Texas Virtual Data Library (Tx-ViDaL): A Secure Compliant Data Infrastructure for Population Informatics

Hye-Chung Kum
Associate Professor
Department of Health Policy and Management, School of Public Health
Department of Computer Science and Engineering
Department of Industrial and Systems Engineering
The Center for Remote Health Technologies and Systems (CRHTS)
Texas A&M University
Location: Koldus - Room 111
Time: October 9, 2017 - 2:00-3:00pm


The social genome is the collective footprints of our society captured in ever-larger and ever-more complex databases (e.g., government administrative data) about people in the digital society. Population informatics applies data science to social genome data to answer fundamental questions about human society and population health much like bioinformatics applies data science to human genome data to answer questions about individual health. To enable population informatics research at TAMU, we propose to (1) develop a secure cloud computing data infrastructure to support data intensive research that involve sensitive person level data (e.g., health data) to meet the myriad legal requirements of handling such data (e.g., HIPAA, Texas HB 300) and (2) accumulate good data sources (e.g., HCUP, CMS, SEER), which often need to be purchased or processed to be fit for research, to be available to researchers with appropriate approvals and permissions. This project will extend the current Texas A&M High Performance Research Computing (HPRC) - a shared computing infrastructure used by many A&M investigators and students - capacity to support an even wider user base to include those that need secure compliant computing as well as good data sources. It will also extend the current TX-RDC infrastructure - a shared infrastructure to access federal data - to a much wider array of data sources including Texas state data. Such a research infrastructure will enable researchers across many disciplines (e.g., public health, public policy, sociology, remote health, transportation, computer science, statistics etc.) at Texas A&M to develop new research agendas and collaborative team science becoming thought leaders for data intensive research in their respective fields. We will discuss use cases, such as the recently funded NSF ERC, PATHS-UP project, that requires secure compliant computing, how such systems will be set up, and potential data sources that could be available.

Speaker's Bio

Dr. Hye-Chung Kum is an associate professor in the department of Health Policy and Management at the School of Public Health with joint appointments in both department of Computer Science and Engineering and department of Industrial and Systems Engineering at Texas A&M University.
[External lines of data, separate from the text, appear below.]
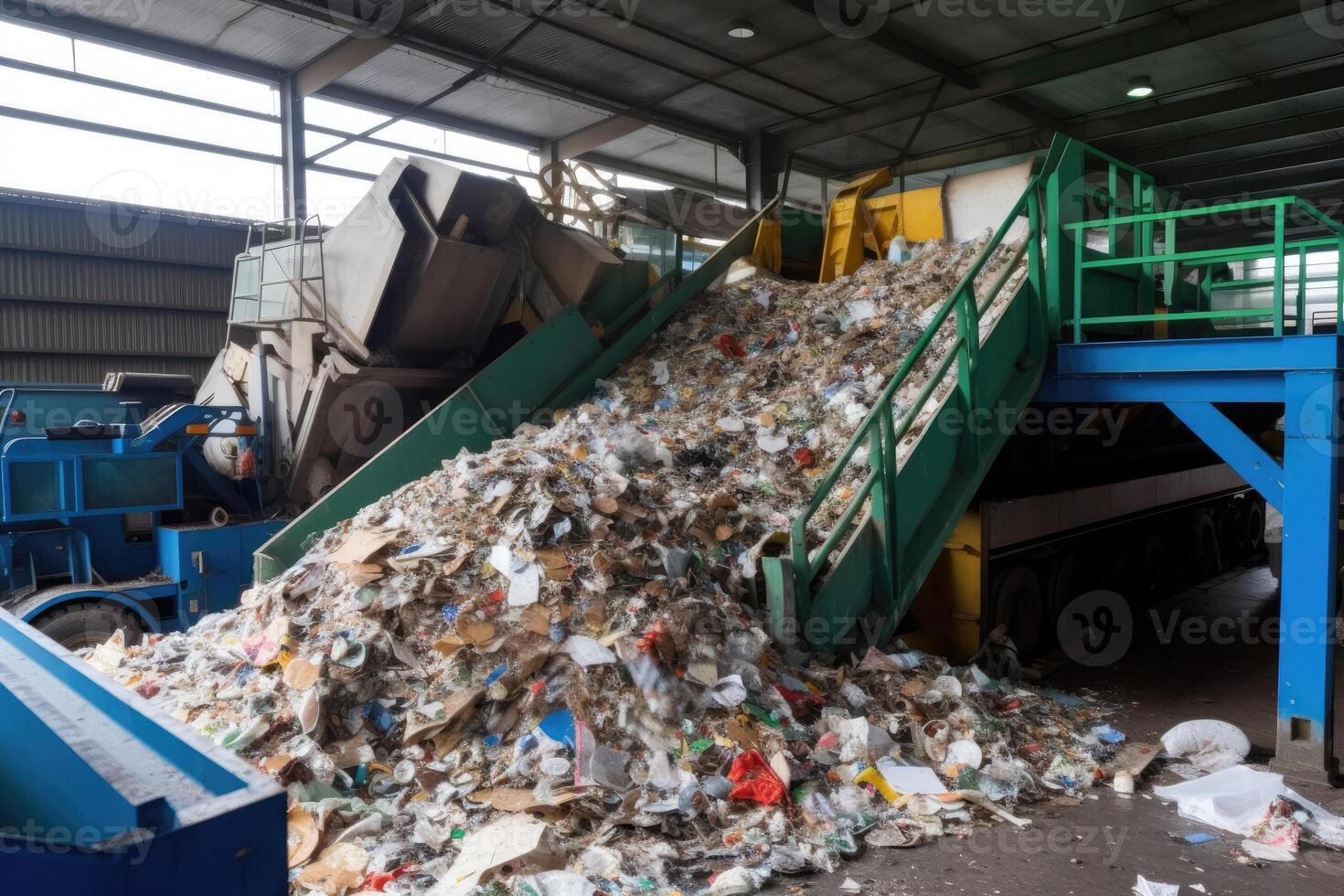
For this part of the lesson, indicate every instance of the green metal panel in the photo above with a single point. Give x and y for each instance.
(801, 234)
(615, 293)
(551, 367)
(491, 404)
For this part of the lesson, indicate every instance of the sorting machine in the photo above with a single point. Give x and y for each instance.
(1131, 306)
(139, 506)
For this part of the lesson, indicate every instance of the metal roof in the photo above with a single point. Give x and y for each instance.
(89, 288)
(840, 102)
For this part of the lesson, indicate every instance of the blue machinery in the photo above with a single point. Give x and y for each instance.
(1218, 326)
(108, 801)
(88, 481)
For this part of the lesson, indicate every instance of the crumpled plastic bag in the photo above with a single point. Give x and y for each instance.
(1207, 743)
(752, 779)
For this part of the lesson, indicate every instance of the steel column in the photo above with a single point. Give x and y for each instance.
(293, 151)
(1306, 743)
(1243, 454)
(763, 162)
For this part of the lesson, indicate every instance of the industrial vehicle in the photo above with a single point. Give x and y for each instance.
(1133, 305)
(111, 520)
(131, 508)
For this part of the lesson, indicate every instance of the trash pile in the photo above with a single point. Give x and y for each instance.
(540, 670)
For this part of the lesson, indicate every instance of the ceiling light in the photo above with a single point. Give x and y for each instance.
(1140, 88)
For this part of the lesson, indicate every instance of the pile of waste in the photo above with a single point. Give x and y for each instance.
(540, 669)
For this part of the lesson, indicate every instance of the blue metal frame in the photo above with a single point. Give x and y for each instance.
(1303, 374)
(97, 767)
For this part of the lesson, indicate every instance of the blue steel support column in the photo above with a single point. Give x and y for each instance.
(1306, 744)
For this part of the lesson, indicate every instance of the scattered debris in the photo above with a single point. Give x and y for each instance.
(1257, 805)
(1144, 887)
(1207, 743)
(542, 664)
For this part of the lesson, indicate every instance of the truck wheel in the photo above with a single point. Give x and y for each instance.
(1209, 557)
(1253, 536)
(88, 624)
(1155, 569)
(1063, 583)
(1020, 606)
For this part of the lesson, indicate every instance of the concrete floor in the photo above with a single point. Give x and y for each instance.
(1101, 845)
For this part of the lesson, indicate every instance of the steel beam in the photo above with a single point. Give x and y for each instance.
(948, 71)
(1128, 46)
(765, 163)
(1306, 732)
(1151, 155)
(293, 151)
(1293, 182)
(342, 59)
(1241, 453)
(1232, 98)
(921, 55)
(595, 136)
(1252, 168)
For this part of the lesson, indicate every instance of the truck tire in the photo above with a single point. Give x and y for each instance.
(91, 624)
(1155, 569)
(1020, 606)
(1063, 583)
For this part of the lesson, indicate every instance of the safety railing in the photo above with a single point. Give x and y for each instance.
(882, 430)
(279, 280)
(1143, 254)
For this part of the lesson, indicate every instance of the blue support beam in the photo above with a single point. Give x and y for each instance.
(1250, 461)
(1303, 374)
(1306, 743)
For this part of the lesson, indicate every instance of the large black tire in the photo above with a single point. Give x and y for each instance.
(1207, 552)
(1253, 538)
(1063, 581)
(1020, 606)
(1156, 571)
(86, 624)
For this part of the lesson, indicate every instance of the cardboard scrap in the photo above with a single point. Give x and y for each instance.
(339, 868)
(515, 841)
(457, 707)
(303, 836)
(359, 546)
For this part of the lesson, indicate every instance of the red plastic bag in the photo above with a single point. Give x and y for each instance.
(752, 779)
(730, 346)
(378, 883)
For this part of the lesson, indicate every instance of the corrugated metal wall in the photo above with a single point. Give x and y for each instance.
(89, 288)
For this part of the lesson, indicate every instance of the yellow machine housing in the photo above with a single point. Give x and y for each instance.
(858, 220)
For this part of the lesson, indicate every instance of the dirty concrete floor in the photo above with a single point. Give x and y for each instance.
(1101, 845)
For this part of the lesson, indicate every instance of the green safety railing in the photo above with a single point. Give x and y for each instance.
(883, 432)
(1143, 255)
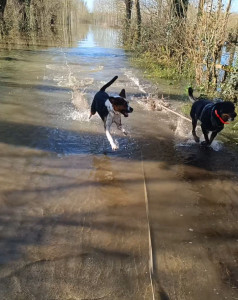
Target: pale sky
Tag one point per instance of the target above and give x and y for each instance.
(89, 4)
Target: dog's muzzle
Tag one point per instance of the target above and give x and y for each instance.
(130, 109)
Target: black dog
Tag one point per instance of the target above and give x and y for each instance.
(212, 115)
(110, 110)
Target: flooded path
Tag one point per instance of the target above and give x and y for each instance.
(73, 217)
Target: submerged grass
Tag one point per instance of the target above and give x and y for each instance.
(157, 68)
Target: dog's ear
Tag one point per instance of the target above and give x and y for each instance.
(123, 93)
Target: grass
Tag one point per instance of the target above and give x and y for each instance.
(156, 68)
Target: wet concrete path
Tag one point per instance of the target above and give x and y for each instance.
(73, 218)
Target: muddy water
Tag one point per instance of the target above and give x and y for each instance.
(73, 218)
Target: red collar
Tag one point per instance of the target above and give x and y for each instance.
(223, 122)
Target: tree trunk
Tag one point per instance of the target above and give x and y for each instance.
(2, 8)
(128, 11)
(180, 8)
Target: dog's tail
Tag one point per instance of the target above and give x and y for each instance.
(190, 95)
(108, 84)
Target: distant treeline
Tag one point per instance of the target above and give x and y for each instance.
(31, 18)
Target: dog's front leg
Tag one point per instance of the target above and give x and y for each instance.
(117, 121)
(196, 138)
(213, 135)
(122, 129)
(108, 124)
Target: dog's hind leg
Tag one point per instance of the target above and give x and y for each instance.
(196, 138)
(205, 133)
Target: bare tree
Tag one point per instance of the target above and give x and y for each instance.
(2, 8)
(138, 18)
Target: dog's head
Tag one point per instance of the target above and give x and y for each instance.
(226, 110)
(120, 104)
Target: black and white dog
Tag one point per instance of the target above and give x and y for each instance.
(212, 115)
(110, 109)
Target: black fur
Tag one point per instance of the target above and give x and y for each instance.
(205, 111)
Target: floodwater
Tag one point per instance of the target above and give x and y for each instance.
(156, 219)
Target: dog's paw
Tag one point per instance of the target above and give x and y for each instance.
(196, 139)
(204, 144)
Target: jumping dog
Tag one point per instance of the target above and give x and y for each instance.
(212, 115)
(110, 109)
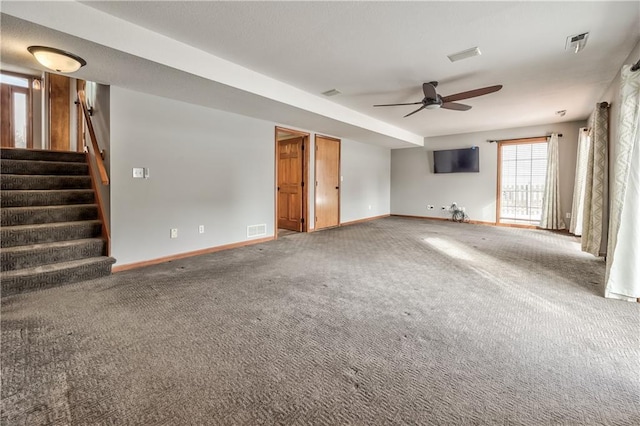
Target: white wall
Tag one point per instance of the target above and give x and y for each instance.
(207, 167)
(365, 189)
(414, 185)
(212, 168)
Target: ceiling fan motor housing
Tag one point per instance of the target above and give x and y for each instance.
(430, 103)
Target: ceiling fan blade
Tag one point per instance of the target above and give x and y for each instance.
(411, 103)
(419, 109)
(429, 91)
(456, 107)
(471, 93)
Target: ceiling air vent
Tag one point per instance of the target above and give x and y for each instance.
(256, 230)
(576, 43)
(469, 53)
(331, 92)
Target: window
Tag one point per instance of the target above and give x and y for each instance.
(521, 180)
(15, 97)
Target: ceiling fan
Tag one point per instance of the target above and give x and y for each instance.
(433, 101)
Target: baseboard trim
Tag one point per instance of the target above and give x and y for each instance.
(445, 219)
(366, 219)
(135, 265)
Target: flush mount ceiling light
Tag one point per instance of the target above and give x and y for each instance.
(56, 59)
(469, 53)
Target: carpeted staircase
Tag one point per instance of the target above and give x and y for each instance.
(50, 228)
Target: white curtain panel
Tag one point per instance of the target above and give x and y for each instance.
(596, 190)
(577, 208)
(623, 259)
(551, 208)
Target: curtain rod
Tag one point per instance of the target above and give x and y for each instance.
(521, 139)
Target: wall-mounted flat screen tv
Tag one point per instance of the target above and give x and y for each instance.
(457, 160)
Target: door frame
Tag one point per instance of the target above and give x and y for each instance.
(315, 176)
(306, 139)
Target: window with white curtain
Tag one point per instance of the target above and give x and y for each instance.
(521, 179)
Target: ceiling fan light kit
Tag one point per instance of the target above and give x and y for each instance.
(432, 100)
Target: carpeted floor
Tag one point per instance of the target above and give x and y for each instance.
(394, 321)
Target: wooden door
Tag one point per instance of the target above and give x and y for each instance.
(327, 200)
(59, 112)
(290, 183)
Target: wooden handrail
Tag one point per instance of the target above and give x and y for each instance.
(104, 177)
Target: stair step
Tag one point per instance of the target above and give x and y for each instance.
(42, 155)
(30, 256)
(31, 215)
(12, 236)
(56, 197)
(33, 167)
(56, 274)
(36, 182)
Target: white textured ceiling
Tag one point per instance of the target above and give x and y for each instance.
(381, 52)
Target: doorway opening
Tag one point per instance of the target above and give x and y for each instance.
(292, 165)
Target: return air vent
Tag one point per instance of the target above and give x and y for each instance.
(256, 230)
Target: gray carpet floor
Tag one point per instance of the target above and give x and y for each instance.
(394, 321)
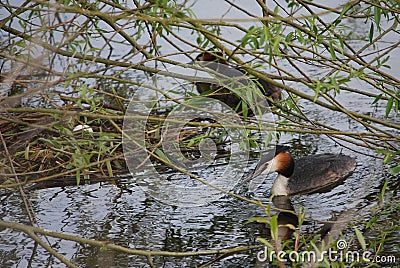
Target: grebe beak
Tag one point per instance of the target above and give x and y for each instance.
(258, 171)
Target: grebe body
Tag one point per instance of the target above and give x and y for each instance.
(225, 94)
(309, 174)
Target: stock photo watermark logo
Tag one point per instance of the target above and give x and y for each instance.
(340, 255)
(148, 136)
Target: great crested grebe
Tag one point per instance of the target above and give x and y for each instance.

She is the founder and director of the Population Informatics Lab (https://pinformatics.org/) and is a member of the Center for Remote Health Technologies and Systems (CRHTS) at TEES. With a PhD in computer science (datamining), and a masters in macro social work (policy and mangaement), she has over 15 years of experience in data science applied to big data (e.g., EHR, government administrative data) about people for improving population health, policy, and management. She has lead several multi-disciplinary teams of computer, health, and ELSI (Ethical, Legal, and Social Implications) scientists on topics such as record linkage, information privacy, sequential pattern mining, screening and survival of liver cancer patients, Medicaid waiver, welfare reform, hospital uncompensate care costs, and employment outcomes of children in foster care.